SWIFT on COSMA

A detailed study of different compilers has been carried out for SWIFT and there are many options that can be used.

It is possible to use gcc 9.3, 10.2 or 11.1 with openmpi/4.1.1 or mvapich_mpi/2.3.7 on cosma8. However, gcc provides poor performace.

The current recommendation (2024) is the Intel Compiler and either OpenMPI or Intel MPI. It is thought that Intel MPI might be slightly better and lead to less imbalance.

So, either:

module load intel_comp/2024.2.0 compiler-rt tbb compiler
module load openmpi/5.0.3
module load ucx/1.17.0
module load parallel_hdf5/1.14.4
module load fftw/3.3.10
module load parmetis/4.0.3-64bit
module load gsl/2.5

or

module load intel_comp/2024.2.0 compiler-rt tbb compiler mpi
module load ucx/1.17.0
module load parallel_hdf5/1.14.4
module load fftw/3.3.10
module load parmetis/4.0.3-64bit
module load gsl/2.5

On COSMA8 with 4 ranks per node, the following should be used when launching an mpirun for SWIFT:

-np 4 --map-by socket:PE=32

For a similiar effect with mvapich the following is required:

export MV2_CPU_BINDING_POLICY=hybrid

export MV2_HYBRID_BINDING_POLICY=linear

export OMP_NUM_THREADS=32

but note that the current module does not yet support mpirun.

MV2_ENABLE_AFFINITY=0 is required.

With gcc the dependencies for swift are also available:

With openmpi the default binding of processes to cores seems to be wrong for SWIFT. The ‘–bind-to none’ flag is required to use all of the cpus.

With mvapich, export MV2_ENABLE_AFFINITY=0 is required to use all of the cpus.

SWIFT with the Intel icx compiler

Yannick has put together a report on compiling SWIFT with the icx compiler (instead of icc, which is deprecated).

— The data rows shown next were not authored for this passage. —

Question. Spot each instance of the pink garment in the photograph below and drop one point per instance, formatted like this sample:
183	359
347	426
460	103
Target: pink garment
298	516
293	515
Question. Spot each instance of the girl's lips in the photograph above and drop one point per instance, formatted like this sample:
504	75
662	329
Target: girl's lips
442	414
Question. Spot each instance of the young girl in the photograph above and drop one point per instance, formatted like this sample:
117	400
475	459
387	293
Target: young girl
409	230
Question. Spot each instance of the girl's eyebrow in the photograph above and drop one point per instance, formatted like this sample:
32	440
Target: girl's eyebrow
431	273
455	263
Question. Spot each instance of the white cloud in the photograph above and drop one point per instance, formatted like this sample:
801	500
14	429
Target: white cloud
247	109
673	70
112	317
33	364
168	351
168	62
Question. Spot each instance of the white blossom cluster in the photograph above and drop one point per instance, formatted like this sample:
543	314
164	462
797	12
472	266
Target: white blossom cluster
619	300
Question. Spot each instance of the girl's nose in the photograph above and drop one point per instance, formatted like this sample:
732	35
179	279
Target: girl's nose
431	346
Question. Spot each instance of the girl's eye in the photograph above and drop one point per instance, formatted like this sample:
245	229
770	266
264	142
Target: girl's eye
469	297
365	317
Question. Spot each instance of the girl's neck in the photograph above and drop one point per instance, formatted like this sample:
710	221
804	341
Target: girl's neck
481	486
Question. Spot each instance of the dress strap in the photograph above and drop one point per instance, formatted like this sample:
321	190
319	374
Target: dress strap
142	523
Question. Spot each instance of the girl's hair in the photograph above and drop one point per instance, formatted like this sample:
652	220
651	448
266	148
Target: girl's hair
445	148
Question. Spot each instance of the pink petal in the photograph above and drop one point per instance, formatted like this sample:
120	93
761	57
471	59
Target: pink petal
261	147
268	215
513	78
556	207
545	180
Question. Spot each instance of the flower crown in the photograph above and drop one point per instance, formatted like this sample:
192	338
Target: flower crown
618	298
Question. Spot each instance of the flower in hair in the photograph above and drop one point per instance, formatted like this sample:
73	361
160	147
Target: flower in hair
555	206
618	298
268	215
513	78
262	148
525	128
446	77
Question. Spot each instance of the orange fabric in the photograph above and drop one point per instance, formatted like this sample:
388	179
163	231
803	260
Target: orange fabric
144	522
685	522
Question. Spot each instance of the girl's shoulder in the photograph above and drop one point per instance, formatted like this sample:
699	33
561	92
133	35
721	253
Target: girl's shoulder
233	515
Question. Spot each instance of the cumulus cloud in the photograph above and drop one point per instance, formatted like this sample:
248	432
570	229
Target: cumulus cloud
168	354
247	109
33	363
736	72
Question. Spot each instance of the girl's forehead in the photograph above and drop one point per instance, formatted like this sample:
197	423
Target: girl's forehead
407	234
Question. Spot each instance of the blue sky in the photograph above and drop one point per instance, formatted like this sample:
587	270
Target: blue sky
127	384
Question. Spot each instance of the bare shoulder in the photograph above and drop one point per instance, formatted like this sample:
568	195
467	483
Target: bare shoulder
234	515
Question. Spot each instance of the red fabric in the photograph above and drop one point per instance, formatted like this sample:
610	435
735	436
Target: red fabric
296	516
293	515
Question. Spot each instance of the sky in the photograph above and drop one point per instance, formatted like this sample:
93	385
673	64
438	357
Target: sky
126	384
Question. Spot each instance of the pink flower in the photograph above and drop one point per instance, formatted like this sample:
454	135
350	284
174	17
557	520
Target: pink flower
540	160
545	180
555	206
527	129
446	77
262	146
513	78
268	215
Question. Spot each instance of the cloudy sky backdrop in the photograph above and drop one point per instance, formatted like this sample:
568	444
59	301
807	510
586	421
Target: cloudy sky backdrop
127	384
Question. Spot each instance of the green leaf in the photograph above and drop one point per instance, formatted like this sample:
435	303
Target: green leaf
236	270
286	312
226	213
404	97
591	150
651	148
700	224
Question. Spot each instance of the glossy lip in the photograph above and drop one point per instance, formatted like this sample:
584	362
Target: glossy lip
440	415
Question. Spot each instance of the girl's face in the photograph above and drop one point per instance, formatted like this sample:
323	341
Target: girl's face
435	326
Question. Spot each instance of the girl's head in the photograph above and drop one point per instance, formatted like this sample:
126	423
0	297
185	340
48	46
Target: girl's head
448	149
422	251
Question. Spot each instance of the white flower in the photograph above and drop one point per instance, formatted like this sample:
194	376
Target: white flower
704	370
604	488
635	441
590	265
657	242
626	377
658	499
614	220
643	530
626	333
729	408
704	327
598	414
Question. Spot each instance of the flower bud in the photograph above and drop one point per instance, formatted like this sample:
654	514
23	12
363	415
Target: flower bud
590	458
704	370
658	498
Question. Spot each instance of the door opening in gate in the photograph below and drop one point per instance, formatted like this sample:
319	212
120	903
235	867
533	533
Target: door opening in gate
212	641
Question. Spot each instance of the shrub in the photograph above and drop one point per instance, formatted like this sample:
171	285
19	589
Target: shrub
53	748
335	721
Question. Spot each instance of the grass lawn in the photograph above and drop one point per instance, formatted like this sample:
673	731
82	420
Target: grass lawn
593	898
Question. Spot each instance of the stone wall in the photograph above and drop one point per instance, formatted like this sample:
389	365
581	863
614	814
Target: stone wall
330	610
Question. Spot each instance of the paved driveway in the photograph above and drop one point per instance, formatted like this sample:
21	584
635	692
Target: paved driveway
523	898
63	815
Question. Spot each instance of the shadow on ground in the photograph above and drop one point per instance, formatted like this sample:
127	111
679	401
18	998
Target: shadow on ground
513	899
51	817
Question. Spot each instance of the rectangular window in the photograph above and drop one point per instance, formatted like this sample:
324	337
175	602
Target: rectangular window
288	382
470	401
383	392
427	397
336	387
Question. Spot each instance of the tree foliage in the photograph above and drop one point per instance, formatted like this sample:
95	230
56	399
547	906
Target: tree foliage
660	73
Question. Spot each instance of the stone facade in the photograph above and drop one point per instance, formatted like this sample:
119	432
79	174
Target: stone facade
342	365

SWIFT: compiler comparison on AMD Genoa (Peter Draper, Dec 2023)

The COSMA recommended compiler is Intel ICC as it has much better performance than GCC for most codes and in particular SWIFT. However, Intel, as part of the oneAPI initiative are deprecating ICC and concentrating their future developments on the ICX compiler, so during the testing of SWIFT on the AMD Genoa and other architectures ICX has also been investigated alongside a similar effort from AMD called the AMD optimizing compiler, AOCC.

ICX and AOCC share a common code base, LLVM, an open-source compiler infrastructure that is widely used and supported across different platforms and includes support for the latest language standards and innovations like the cross platform parts of oneAPI. So moving forward SWIFT needs to be capable of using these compilers as effectively as it has done using ICC.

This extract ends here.